McLaren now has a second production facility, the McLaren Composites Technology Center (MCTC), based in Yorkshire, England. The facility cost 50 million pounds (about $65 million USD) to build and is expected to add 100 million pounds to the local economy. Once fully staffed, the MCTC is expected to be home to 200 workers.
The opening ceremony was no small affair, with the Duke and Duchess of Cambridge and the Crown Prince of Bahrain, Salman bin Hamad Al Khalifa, on hand. For McLaren, the facility certainly represents a major investment. The facility also hints at McLaren’s future.
The MCTC has been set up specifically to explore innovative carbon fiber and composite materials. Many high end automobile manufacturers are moving past steel and other metals. Not only is metal prone to rusting, it’s also heavy and while it’s strong, there are stronger materials out there.

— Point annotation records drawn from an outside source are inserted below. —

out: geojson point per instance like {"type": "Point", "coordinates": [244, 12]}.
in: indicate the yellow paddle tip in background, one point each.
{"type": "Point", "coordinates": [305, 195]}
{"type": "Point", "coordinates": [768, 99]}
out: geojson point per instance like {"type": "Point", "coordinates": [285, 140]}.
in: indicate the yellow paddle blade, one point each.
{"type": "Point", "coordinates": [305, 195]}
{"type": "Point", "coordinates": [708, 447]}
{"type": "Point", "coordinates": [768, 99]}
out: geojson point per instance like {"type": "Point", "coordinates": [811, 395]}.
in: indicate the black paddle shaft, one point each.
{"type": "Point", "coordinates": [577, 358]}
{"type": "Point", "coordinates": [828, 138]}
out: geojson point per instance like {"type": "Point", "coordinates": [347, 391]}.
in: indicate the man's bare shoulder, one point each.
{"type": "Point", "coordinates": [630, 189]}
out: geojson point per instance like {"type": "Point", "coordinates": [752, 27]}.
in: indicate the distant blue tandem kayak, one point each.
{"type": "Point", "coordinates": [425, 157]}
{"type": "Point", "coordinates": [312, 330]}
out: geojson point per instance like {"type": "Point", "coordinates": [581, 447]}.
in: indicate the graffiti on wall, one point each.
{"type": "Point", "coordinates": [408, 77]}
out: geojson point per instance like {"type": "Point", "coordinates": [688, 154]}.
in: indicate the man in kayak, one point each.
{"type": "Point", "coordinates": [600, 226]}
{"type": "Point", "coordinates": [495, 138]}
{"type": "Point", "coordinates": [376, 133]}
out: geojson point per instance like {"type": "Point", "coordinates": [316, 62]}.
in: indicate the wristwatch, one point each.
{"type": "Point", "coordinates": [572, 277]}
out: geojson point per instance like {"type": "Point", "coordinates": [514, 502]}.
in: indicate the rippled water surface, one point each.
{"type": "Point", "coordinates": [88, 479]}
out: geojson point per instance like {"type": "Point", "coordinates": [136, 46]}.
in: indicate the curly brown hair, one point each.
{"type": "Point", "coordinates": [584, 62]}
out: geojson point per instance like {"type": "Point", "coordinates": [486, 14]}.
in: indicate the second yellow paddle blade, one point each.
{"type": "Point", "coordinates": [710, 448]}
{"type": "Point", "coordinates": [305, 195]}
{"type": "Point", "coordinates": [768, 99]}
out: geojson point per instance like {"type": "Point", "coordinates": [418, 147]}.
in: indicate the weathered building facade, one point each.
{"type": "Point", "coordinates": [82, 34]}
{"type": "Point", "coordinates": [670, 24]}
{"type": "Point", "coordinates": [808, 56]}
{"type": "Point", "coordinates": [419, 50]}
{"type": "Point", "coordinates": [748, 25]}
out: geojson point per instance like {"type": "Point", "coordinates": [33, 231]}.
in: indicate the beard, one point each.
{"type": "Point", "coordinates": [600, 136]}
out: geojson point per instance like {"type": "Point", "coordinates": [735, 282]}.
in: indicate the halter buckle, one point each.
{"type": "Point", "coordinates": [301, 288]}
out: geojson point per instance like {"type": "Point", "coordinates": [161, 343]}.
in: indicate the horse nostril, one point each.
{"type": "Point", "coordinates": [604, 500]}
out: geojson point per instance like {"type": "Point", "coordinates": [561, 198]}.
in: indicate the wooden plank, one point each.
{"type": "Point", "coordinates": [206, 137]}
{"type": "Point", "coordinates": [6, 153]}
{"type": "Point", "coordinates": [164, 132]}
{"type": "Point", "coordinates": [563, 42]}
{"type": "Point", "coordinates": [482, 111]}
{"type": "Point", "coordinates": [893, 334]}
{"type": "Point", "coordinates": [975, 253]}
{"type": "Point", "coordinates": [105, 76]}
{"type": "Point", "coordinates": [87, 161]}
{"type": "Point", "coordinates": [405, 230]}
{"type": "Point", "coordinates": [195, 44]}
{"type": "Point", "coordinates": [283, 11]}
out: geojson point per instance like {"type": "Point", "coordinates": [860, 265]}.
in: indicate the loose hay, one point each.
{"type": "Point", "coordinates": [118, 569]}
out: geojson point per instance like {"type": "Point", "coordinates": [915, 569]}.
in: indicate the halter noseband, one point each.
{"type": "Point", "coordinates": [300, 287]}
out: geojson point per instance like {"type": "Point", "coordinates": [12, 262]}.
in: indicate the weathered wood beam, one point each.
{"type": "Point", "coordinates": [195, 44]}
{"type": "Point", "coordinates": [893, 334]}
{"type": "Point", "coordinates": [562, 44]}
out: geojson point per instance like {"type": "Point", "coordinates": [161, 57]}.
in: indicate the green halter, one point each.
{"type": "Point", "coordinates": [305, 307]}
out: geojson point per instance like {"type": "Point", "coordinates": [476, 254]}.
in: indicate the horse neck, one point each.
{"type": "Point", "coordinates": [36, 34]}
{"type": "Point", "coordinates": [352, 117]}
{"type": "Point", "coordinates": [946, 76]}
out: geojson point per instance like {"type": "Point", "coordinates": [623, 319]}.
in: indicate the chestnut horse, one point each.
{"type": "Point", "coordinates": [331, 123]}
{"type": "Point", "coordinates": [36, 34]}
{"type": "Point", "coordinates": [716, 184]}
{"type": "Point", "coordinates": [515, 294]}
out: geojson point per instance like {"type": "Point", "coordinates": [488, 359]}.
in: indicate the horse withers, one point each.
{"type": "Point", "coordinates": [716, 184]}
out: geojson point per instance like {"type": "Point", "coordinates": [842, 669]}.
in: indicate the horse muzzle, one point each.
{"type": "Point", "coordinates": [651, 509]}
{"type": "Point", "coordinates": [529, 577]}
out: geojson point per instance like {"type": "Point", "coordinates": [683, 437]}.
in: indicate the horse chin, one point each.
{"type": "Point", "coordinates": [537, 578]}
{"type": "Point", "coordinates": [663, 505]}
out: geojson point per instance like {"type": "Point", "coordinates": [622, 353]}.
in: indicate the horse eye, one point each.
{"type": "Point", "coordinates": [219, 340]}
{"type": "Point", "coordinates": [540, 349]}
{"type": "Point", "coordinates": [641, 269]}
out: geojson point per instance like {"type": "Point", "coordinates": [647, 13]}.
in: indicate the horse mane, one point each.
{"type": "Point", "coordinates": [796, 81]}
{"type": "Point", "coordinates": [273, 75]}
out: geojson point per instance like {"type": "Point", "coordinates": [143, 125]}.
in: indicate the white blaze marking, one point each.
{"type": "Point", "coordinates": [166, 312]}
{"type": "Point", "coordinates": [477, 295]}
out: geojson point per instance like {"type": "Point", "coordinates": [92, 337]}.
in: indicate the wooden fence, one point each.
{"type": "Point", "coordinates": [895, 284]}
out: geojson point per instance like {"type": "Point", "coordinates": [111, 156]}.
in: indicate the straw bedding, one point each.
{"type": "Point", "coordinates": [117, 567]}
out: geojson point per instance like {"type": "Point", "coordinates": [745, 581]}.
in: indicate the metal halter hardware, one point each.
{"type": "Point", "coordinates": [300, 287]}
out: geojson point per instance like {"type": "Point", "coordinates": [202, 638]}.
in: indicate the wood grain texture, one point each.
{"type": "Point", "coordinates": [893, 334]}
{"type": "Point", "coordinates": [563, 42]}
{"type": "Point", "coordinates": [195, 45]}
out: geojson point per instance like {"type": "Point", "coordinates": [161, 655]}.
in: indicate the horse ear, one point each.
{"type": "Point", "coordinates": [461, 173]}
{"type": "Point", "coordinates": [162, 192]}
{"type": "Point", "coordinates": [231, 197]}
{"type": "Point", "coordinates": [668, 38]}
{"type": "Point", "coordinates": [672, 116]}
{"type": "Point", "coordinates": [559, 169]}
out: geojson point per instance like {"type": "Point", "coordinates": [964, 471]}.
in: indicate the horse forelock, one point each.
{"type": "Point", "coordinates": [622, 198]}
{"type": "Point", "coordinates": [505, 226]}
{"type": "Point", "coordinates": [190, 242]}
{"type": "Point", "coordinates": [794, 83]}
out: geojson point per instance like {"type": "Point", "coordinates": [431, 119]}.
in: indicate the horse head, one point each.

Carbon fiber is emerging as a popular alternative for hypercar manufacturers. Carbon fiber materials are often as strong, if not stronger than steel and other metals. At the same time, carbon fiber is generally much lighter. At the MCTC, researchers will be working on lightweight carbon fiber tubs that McLaren hopes to soon use in their cars.
For hypercar manufacturers, reducing weight can lead to faster speeds and better handling. While such materials aren’t cheap, increased research may yield lower costs. The hypercars of the future are likely to increasingly eschew metals in favor of carbon fiber and other compositions. The MCTC highlights the growing interest in researching alternative materials.